Except for the part where one of the drunk drivers rapes the other. But hey, let’s extend this logic to crimes besides rape. Yeah, that guy is dead, but we were both drunk at the time, so … not guilty! Actually, scratch that. There wasn’t even a crime.

So, she’s just gonna completely ignore that Taranto was saying that the drunk driving analogy is INadequate. That it DOESN’T fit the situation very well. That you CAN’T just say "well, we hold drunk drivers responsible for what they do while drunk, therefore whatever a guy does while drunk is entirely his fault!" And of course the reason for that is that drunk-driving isn’t an interactive thing. There isn’t a long exchange between the drunk driver and the person he hits leading up to the thing. Taranto is absolutely CORRECT to point out that in a collision where BOTH parties were drunk that the "whoever was drunk did it" heuristic isn’t gonna help. And he’s furthermore CORRECT to point out that that this the general case in campus "assaults." The general case is that both parties were not thinking clearly. The general case is that both contributed to the collision. And so sure, it seems really unfair that one sex is automatically absolved of any decisions made while under the influence while the other’s guilt is heightened.

However much alcohol has been consumed before a rape and whoever has consumed it, the one thing all rapes have in common is a rapist.
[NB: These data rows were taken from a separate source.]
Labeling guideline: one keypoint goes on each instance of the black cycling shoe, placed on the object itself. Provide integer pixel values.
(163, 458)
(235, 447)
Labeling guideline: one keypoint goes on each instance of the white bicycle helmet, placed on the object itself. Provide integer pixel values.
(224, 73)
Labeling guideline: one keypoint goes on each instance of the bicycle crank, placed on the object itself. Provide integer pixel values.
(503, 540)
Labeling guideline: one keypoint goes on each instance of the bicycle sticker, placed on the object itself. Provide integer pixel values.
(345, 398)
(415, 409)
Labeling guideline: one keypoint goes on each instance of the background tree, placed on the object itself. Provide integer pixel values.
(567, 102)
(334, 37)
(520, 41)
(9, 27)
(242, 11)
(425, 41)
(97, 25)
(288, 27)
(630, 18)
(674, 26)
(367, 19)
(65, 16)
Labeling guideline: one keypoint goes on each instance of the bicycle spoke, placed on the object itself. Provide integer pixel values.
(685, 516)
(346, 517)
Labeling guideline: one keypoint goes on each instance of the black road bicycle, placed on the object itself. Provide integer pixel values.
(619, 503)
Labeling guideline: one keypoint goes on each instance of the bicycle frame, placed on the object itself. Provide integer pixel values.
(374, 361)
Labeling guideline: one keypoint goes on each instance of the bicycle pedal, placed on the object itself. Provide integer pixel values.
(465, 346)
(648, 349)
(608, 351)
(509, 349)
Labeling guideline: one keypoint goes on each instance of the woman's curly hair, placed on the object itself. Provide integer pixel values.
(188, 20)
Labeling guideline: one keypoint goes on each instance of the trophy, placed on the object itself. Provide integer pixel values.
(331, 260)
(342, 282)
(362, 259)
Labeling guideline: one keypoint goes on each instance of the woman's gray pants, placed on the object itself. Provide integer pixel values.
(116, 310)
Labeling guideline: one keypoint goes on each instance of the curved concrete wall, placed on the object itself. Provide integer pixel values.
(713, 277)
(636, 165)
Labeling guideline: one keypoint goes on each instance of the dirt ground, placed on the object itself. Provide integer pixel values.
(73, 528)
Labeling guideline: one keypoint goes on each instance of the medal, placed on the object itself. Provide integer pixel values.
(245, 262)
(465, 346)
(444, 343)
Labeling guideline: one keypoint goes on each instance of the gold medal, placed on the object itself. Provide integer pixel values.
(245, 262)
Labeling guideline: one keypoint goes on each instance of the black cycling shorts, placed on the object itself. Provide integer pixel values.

But that’s just it: Taranto’s whole point is that calling something where consent signals got crossed due to alcohol consumption on the part of both parties a "rape" is deeply problematic. And it would be really nice to just once hear a feminist concede that point and try to grapple with it.

What we, all too typically, get instead is something more along the lines of what Clawson did instead:

And the New York Times article that Taranto wildly distorts points out that "Research by Mr. Lisak indicates that about 3 percent of college men account for 90 to 95 percent of rapes." We are talking about predators, even if the predator is in the guise of a nice college boy who just made a mistake (the time he was caught).
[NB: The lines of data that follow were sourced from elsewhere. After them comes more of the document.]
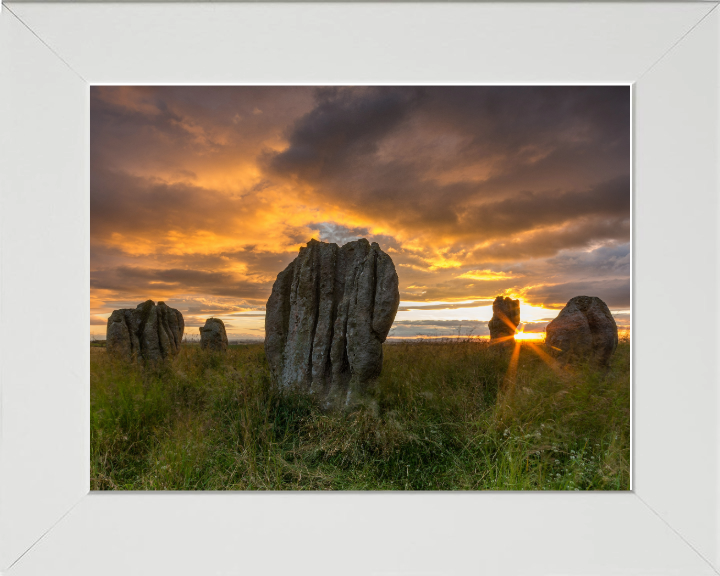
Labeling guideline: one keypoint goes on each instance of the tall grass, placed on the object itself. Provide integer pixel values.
(447, 416)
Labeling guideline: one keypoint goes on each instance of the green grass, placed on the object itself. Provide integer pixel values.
(447, 417)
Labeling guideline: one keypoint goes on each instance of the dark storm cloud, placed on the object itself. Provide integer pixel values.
(136, 205)
(541, 156)
(206, 192)
(343, 127)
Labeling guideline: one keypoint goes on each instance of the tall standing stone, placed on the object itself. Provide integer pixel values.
(147, 332)
(506, 317)
(584, 330)
(328, 315)
(213, 335)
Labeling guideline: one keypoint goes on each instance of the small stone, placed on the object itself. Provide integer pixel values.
(505, 320)
(584, 330)
(213, 336)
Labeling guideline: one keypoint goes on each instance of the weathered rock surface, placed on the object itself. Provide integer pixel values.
(148, 332)
(584, 330)
(506, 317)
(213, 335)
(329, 313)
And so you’d think that Ms. Clawson, having acknowledged that there’s a difference between predators and "nice college boys," would be even remotely interested in separating the signal from the noise here – in making sure that the people we’re turning over to the police really are these predators who’re taking advantage of drunk girls, and not the nice college boys who get what looks to them like clear consent because they’re drunk, and is indeed clear consent while the girl is drunk too, but magically isn’t the next morning when the consequences come knocking along with the headache. There’s a difference – a very important difference – and the fact that some men are predators is no more valid an excuse to assume all men are than noting that black property crime rates are higher justifies the police stopping any black man who walks into a convenience store. For all his misrepresentations of the article he’s quoting, Taranto has an incontrovertable and important point, which is that not all "victims" are really victims. Feminism needs to get some Due Process religion and fast if it wants to avoid the inevitable backlash.
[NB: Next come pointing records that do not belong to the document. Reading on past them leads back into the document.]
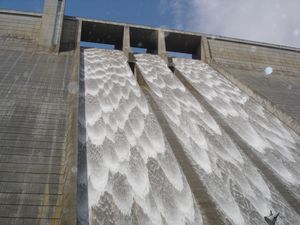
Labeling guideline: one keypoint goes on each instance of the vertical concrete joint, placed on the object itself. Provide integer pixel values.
(205, 51)
(161, 45)
(126, 41)
(51, 26)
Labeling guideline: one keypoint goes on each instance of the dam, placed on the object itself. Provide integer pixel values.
(116, 137)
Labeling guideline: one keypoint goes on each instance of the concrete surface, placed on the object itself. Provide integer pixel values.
(33, 131)
(245, 66)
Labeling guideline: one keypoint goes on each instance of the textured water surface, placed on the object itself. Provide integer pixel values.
(133, 177)
(276, 144)
(234, 183)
It’s still a damn shame that articles like Taranto’s enable this kind of crap. Taranto, for his part, isn’t doing anyone any favors by so wilfully misrepresenting Winerip’s article either. Winerip wrote what he wrote, not what we might have liked him to write – and honestly, Winerip’s approach is better left alone. The evidence is in, and feminists just aren’t going to be reasonable about this – so what Winerip is doing is probably the only way to actually get some of these topics on the table. Notice, for example, that in her anger with Taranto Clawson forgot to notice that Winerip actually pretty much did say that alcohol abuse leads girls to sleep with guys and make false accusations. That’s a start.